Entraînement progressif vers l’Illumination

dans le bouddhisme tibétain

 

 

Fondamentalement, le bouddhisme n’est pas ritualiste. Il ne repose pas sur la propitiation des dieux ou sur des prières de pétitions adressées à un Etre suprême. La pratique de la sagesse, de l’éthique  et de la méditation « suffisent » pour atteindre l’Illumination.

 

En revanche, les différentes écoles bouddhiques reconnaissent l’utilité psychologique de certaines pratiques spirituelles dévotionnelles.

 

Si le bouddhisme Zen se concentre sur la méditation et se veut très épuré, la tradition tibétaine (Vajrayâna) est celle qui recours le plus à ces outils de transformation personnelle. Elle fait un usage extensif des répétitions rituelles (mantra), images circulaires de sable (mandala), offrandes (puja), contemplation d’archétypes divins (dhyani bouddha), etc. 

 

En guise d’exemple, je traduit et adapte ici la principale pratique quotidienne de la principale école du bouddhisme tibétain, l’Ordre des Bonnets Jaumes (Guéloug). Dans cette tradition, les récitations et exercices préliminaires sont suivies par des contemplations et méditations sur des thèmes précis, abordés de manière progressive. Ces Étapes sur la voie de l’Illumination (Lamrim) forment un cursus exotérique préliminaire à la tradition ésotérique.

 

 

 

 

 

I. Pratiques Préliminaires

 

1. Préparation

 

•Nettoyer les lieux

•Dresser l’autel

•Prendre posture

•Calmer l’esprit (concentration sur le souffle)

 

 

2. Prendre refuge

 

Nous prenons refuge, moi et tous les êtres vivants,

Auprès de l’Eveillé, sa Doctrine et sa Communauté

Jusqu’à ce que survienne l’Illumination.

 

 

3. Motiver l’Illumination

 

Par les vertus que la générosité suscite

Et par la pratique des autres perfections

Puissé-je m’éveiller pour la libération de tous

 

 

4. Générer les Quatre incommensurables

 

Que tous soient heureux.

Que tous soient soulagés de la souffrance.

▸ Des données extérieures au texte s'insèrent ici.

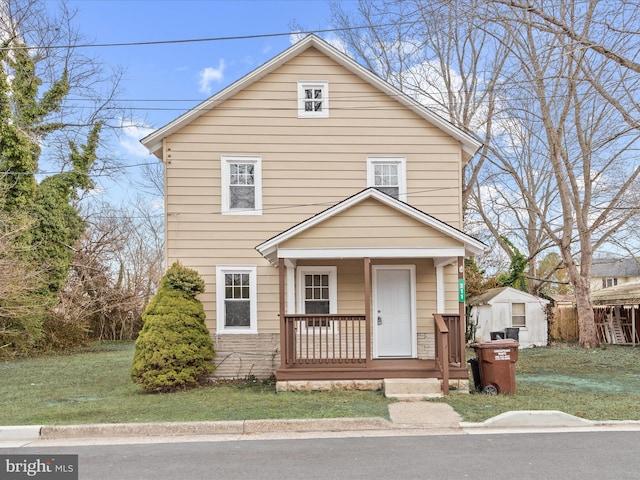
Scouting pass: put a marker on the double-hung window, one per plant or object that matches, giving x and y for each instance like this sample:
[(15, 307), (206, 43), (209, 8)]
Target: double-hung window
[(241, 185), (236, 305), (313, 99), (388, 175), (317, 292)]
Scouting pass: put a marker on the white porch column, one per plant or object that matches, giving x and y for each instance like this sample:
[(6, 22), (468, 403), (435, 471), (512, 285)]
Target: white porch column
[(291, 286), (440, 263)]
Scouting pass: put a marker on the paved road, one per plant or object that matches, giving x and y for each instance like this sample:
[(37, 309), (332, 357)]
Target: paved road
[(547, 456)]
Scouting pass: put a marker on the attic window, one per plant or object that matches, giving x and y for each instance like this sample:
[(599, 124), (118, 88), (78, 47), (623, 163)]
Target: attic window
[(313, 99), (388, 175)]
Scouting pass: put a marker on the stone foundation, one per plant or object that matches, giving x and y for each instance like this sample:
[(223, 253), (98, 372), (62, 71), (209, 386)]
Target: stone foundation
[(242, 356), (459, 386), (327, 385)]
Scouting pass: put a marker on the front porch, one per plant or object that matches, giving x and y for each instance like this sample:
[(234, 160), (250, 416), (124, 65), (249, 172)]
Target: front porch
[(337, 347), (363, 291)]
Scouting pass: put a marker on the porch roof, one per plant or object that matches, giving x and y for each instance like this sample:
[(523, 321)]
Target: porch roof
[(370, 224)]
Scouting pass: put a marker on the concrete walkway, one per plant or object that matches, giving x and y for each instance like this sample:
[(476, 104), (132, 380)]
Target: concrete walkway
[(407, 418)]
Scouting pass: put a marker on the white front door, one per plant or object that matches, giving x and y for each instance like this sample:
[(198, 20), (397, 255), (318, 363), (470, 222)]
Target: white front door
[(393, 311)]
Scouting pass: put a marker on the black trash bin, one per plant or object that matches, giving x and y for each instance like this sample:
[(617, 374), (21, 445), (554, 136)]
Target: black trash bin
[(496, 365)]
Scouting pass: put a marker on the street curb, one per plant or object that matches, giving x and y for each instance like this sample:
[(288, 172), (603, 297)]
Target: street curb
[(531, 418), (239, 427), (20, 433)]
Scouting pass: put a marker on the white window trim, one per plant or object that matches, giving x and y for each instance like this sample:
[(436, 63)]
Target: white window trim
[(226, 161), (525, 315), (332, 271), (402, 172), (221, 270), (325, 99)]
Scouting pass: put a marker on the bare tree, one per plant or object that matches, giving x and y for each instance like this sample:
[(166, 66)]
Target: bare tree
[(434, 54), (589, 140)]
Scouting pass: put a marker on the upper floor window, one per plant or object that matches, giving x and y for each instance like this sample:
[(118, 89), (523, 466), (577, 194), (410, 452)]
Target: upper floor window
[(242, 185), (236, 299), (388, 175), (518, 315), (313, 99)]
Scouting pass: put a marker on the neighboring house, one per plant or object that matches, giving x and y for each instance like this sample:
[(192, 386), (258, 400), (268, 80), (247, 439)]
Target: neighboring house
[(322, 207), (611, 272), (617, 313), (504, 308)]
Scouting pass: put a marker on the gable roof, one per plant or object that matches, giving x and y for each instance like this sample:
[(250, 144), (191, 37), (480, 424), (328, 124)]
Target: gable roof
[(153, 142), (625, 294), (615, 267), (472, 246), (506, 293)]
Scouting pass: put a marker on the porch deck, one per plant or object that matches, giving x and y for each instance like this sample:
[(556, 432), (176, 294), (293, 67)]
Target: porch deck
[(336, 347)]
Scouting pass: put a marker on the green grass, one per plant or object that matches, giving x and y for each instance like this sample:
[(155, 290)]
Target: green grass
[(95, 387), (597, 384)]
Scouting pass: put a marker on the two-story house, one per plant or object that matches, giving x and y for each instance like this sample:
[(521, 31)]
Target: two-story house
[(322, 207), (611, 272)]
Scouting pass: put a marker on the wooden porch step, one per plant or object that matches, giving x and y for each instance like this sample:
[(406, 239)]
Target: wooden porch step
[(412, 388)]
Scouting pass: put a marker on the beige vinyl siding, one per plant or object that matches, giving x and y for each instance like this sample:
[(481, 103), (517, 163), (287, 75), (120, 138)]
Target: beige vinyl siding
[(308, 165)]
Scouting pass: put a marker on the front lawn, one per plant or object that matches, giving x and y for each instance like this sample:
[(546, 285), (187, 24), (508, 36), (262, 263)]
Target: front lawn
[(95, 387), (597, 384)]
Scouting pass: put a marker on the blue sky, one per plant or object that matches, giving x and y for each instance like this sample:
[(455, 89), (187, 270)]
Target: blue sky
[(162, 81)]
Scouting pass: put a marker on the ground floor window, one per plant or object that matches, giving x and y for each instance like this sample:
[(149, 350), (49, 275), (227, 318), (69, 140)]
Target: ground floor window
[(317, 292)]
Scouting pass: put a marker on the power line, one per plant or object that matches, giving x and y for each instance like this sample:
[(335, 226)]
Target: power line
[(201, 40)]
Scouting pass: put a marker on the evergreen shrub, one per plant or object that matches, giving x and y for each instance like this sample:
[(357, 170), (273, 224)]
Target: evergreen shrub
[(174, 350)]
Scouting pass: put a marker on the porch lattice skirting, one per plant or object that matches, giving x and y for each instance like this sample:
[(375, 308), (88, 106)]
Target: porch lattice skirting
[(241, 356)]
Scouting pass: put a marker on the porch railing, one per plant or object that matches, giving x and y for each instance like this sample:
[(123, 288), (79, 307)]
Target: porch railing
[(333, 340), (449, 340)]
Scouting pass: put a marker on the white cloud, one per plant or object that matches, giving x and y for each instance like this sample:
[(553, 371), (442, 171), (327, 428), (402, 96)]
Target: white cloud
[(210, 75), (130, 138)]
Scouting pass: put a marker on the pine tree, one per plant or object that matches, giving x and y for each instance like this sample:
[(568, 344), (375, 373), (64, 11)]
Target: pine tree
[(174, 350)]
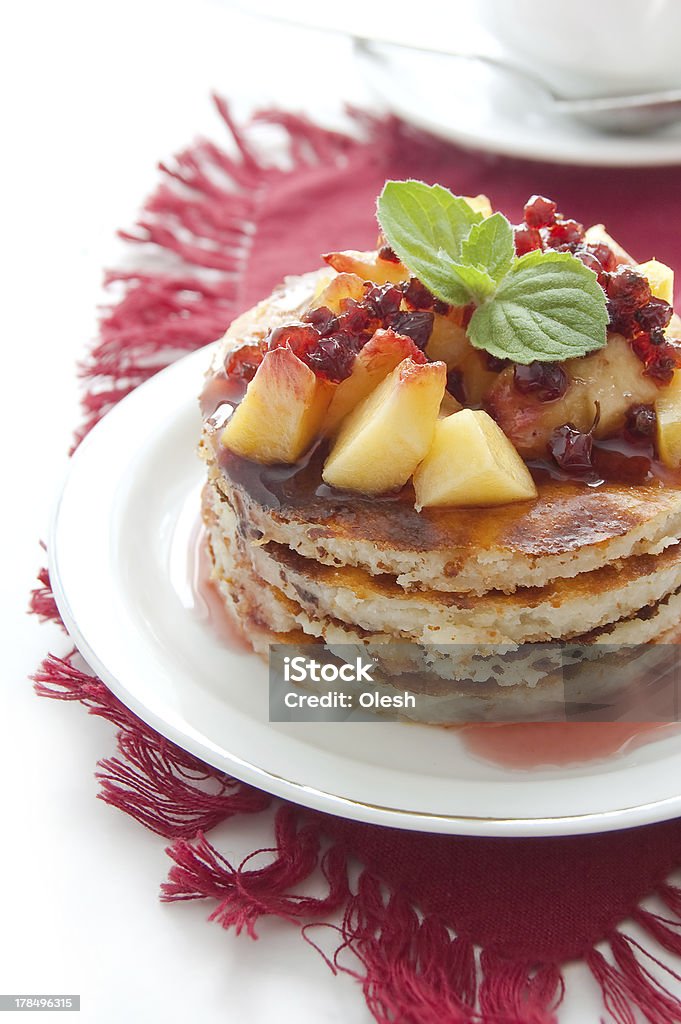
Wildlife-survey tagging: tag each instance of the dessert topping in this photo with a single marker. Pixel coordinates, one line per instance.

Que personne ne soit exclu du bonheur.

Que tous soient équanimes, libres d’aversion et d’avidité.

 

 

5. Visualiser la Communauté des saints

 

Tu es devant moi, Ô Shakyamouni, l’Éveillé,

Entouré d’une myriade d’Éveillés et de Sauveurs,

Comme une lune dans le ciel constellé.

 

 

6. Oraison des sept supports méditatifs

 

Humblement, je prosterne mon corps, mon discours, mon esprit

Et présente une offrande réelle et symbolique.

Je confesse toutes mes actions malhabiles,

Et me réjoui de toutes vertus.

Ô vénérables, assistez-nous jusqu’à l’arrêt de la vie cyclique

Et enseignez-nous la sainte Doctrine.

Je dédie toutes vertus à l’Illumination suprême.

 

 

7. Offrir le mandala

 

Ce sol parfumé et jonché de fleurs

Dessine la grande Montagne, les quatre contrées,  le soleil et la lune

Il forme un univers bouddhique qui vous est offert

Pour accueillir tous les êtres dans le ravissement.

 

J’offre sans perte ni regret

Tout ce qui soulève l’avidité, l’aversion, et l’aveuglement,

Les amis, ennemis, étrangers, notre corps et nos plaisirs.

Veuillez accepter cette offrande, ô vénérables, et me guérir des trois poisons.

 

IDAM GOUROU RATNA MANDALAKAM NIRYATAYAMI.

[Je vous offre ce mandala serti de joyaux, ô précieux guides]

 

 

8. Oraison des étapes du Sentier

 

Le sentier débute par la confiance inébranlable

En mon aimable guide, source de tout biens.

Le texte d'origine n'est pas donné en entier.